With 110 strikeouts in 83 minor league innings over 19 games (18 starts), Salazar likely gets his pitch counts up quickly, but why is he not touching six innings in Columbus when he could do so when pitching at the major league level? Are innings more valuable than pitch counts when trying to limit a youngsters innings? When is it the right time to push a reconstructed elbow ligament to determine if Salazar can handle being a starter?
It appears as though someone in the organization doesn’t feel that Salazar is capable of handling the workload still. If that is the case, why is Salazar not working in the bullpen right now?
Salazar averaged 95.2 miles per hour on his fastball in his lone start, touching 98 or 99 a couple of times, based on Tom Hamilton‘s radio play-by-play. His impressive first start showed that he could get major league players out, and considering he wouldn’t be facing opposing hitters multiple times in a game, he would likely find the same success, or better, pitching out of the bullpen.
While he doesn’t provide the left-handed arm that the Indians so desperately need, the Indians could really use a relief pitcher with shutdown stuff. The bullpen is 24th in MLB in ERA (4.06) and 22nd in WHIP (1.35). Bullpens are valuable in team success, just look at the top 10 bullpen ERA’s and you’ll see: Pittsburgh, Atlanta, Oakland, Tampa Bay, Cincinnati, and Texas, all contending teams. If the bullpen didn’t have 19 blown saves this season, would the Tribe be in a different situation in the standings? Three games back could be three games up.
So, if Salazar isn’t gaining stamina and reaching higher innings and pitch count limits, why isn’t he in Cleveland working out of the bullpen, where he could actually help a contending team? Why is he not taking the innings that the club has given to Matt Langwell, Nick Hagadone, or even Bryan Shaw this season?

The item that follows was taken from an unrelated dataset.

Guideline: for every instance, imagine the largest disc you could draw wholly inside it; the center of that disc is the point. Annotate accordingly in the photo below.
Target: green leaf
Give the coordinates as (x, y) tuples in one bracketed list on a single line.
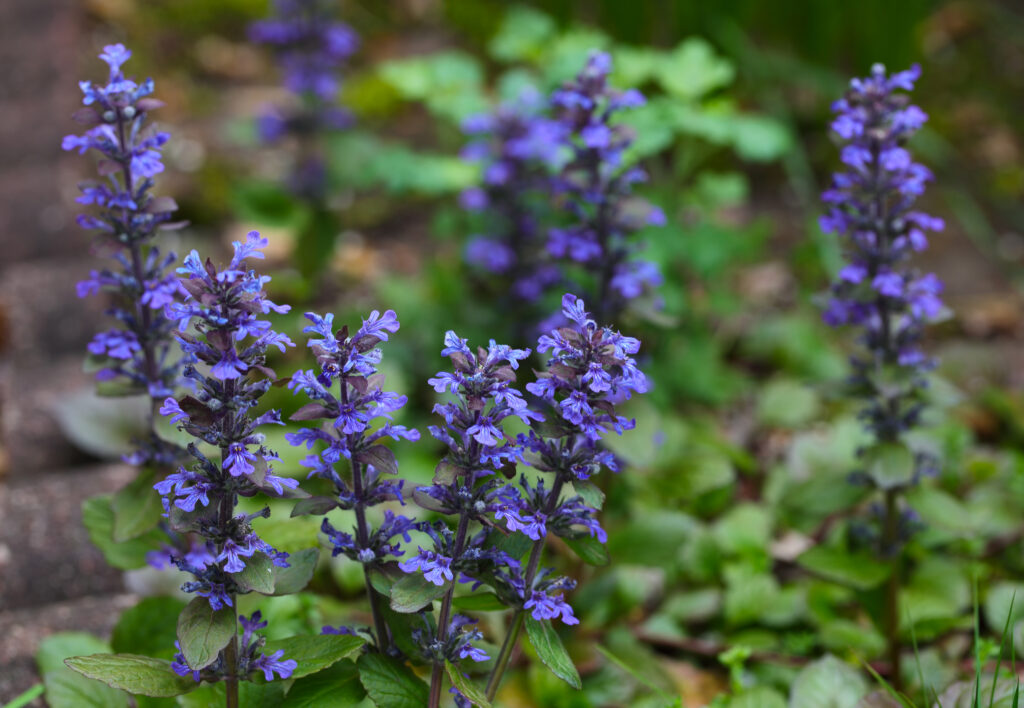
[(97, 516), (827, 682), (758, 697), (314, 506), (550, 650), (523, 35), (54, 649), (390, 683), (301, 567), (466, 686), (858, 571), (315, 652), (478, 601), (204, 631), (134, 673), (136, 507), (257, 576), (760, 138), (692, 70), (66, 689), (591, 493), (786, 404), (250, 695), (100, 425), (148, 628), (589, 549), (335, 685), (414, 592), (891, 465)]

While there hasn’t been much time that has passed since his impressive debut, it is concerning that Salazar has pitched just seven innings over two weeks. As the trade deadline approaches, Salazar could very well become trade bait to upgrade the bullpen, but one should wonder if Salazar is capable of doing that himself.
The inability to commit to Salazar is another example of inconsistent handling of the club’s prospects. The up-and-down, non-committal nature that the club has handled Lonnie Chisenhall, Trevor Bauer, and, to an extent, Matt LaPorta (in the past), could be the same road that Salazar is heading towards.
If Salazar is a starter, give him innings and increase his pitch count.
If Salazar is a reliever, get his behind to Cleveland, where he can help the club right now.